Sunday, December 23, 2012

Protection

I don't need your protection. I need you to know that I can protect myself. 

I don't need you to provide for me. I need you to know that I can provide for myself.

I don't need you to buy things for me. I need you to know that I can buy for myself.

I don't need you to tell me what to wear. I need you to know that I can decide for myself.

I don't need you to worship me. I need you to know that I am your equal.

The End That Was Not



The world was supposed to end on 21/Dec/2012. Or 22/Dec/2012. Whatever. But it did not.

For me, it wasn't such a great thing. I mean, the world not ending. If the world had ended, everyone I loved would have perished along with me. And that would have been good.

I have lost so many people to death that I am now terrified to lose a single more person. There are times when I am in a constant state of dread, wondering whose loss I would now have to bear. As I grow older, the losses pile up, and the bearing up becomes tougher and tougher. The guilt of having survived increasingly stings, and I wonder why I was not the person who was taken away. I would rather go as I am right now, though not very well, but still healthy, with no persistent pains. If I were to die, I would escape the increasing decay of the body, which I abhor, and more importantly, avoid the pain of losing more loved ones.

In my quieter moments, I increasingly find myself mulling over my losses. I can't shake myself out of the nameless panic of going steadily downhill on the road of life. Worse, I no longer find myself looking forward to any gains, only a string of losses.

Except from the direction of my daughter. Bless her.


Saturday, December 15, 2012

The body remembers little

TOTD: The hurt that a physical body receives is forgotten by it almost within hours. Emotional hurts live forever, as painful memories, which define the way we navigate our lives.

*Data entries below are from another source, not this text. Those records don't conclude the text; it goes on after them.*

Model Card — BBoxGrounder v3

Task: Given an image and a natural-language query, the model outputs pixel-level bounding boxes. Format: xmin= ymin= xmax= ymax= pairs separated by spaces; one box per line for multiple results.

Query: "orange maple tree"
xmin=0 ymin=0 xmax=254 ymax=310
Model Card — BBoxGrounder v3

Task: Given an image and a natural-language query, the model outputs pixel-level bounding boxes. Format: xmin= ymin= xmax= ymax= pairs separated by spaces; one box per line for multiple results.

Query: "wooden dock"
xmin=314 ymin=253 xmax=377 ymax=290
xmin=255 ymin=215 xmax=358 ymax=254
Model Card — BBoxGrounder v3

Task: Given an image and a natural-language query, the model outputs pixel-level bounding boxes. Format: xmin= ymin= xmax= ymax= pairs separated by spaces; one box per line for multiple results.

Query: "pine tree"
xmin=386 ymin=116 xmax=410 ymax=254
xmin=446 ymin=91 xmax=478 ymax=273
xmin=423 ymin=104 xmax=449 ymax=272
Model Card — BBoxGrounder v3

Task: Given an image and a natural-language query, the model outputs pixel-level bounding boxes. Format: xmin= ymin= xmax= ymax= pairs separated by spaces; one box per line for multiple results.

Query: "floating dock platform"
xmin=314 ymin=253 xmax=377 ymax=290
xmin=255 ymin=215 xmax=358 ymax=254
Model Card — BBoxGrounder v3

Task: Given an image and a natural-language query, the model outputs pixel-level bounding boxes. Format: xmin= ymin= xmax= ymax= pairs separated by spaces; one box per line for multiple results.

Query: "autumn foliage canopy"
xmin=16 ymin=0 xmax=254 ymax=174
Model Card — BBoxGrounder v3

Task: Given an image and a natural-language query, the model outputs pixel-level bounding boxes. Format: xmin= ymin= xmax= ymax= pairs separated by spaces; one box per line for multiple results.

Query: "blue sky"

How I wish I could train my mind to be like my body. Hurt today, gone tomorrow.

Friday, December 7, 2012

Indifferent World

TOTD: It is hard to get used to the callousness of the world and human beings.

The callousness is not deliberate or intentional. It is part and parcel of living beings and nature. The world and the people in it are largely indifferent, self-absorbed in themselves and their lives. If you get impacted by their living, their actions or their emotions, that is for you to sort out.

It is hard for me to sort it out.

Friday, March 9, 2012

Happy Birthday


Happy Birthday, Sumi! If you had lived, you would have been seventeen today.

I am sorry that I could not give you the chance that you needed to live, survive and thrive. I am sorry that my womb pushed you out in this hostile world some 90 days before you were fully formed and ready. I am sorry that I could not save you from the Psuedomona Bacillus, even though we all tried so hard. I am sorry that you could never suckle at my breast, though I did manage to feed you with expressed milk. I am sorry that you suffered pain due to my efforts to save you. I know those needles and tubes must have hurt you - I am sorry, child, I truly am.

I am sorry that I trusted your doctor too much and did not seek a second opinion. I am sorry that I once plonked you in the bed hard when you were crying so much. I was tired darling, and I hadn't slept for nights, but thats a sorry excuse. I should not have done that.

I am sorry I did not fight with your father to buy you the finest and the nicest clothes to dress you up in. I never thought you would go away. I thought I would have time enough to dress you up and play with you, baby...

I am sorry that the world including me, was too hostile, for someone defenseless like you, with your gentle heart and soul.

It seems to me that you only came to tell me, your mother that she was capable of bearing a child, and that her womb, uterus and breasts had a greater purpose than mere lust. Though none of them served you in any way. I could do nothing but harm you, my child, and not a day goes by when I do not curse myself for having been the instrument of such destruction to you.

You now have a younger sister, darling. She will be 15 this October. She is not born of the same unlucky womb that you were born from. She fills up the void that you left, darling, but not the place of my heart which you filled. You are forever in my heart, sweetie.

Stay well, wherever you were, darling. I know you are there somewhere in the universe. I hope the new place where you find yourself is better than the one you found with me. I know you will never want to meet me, in this universe and in your other lives, given the way I treated you in this world. I understand, my child. And I am sorry, from the bottom of my being.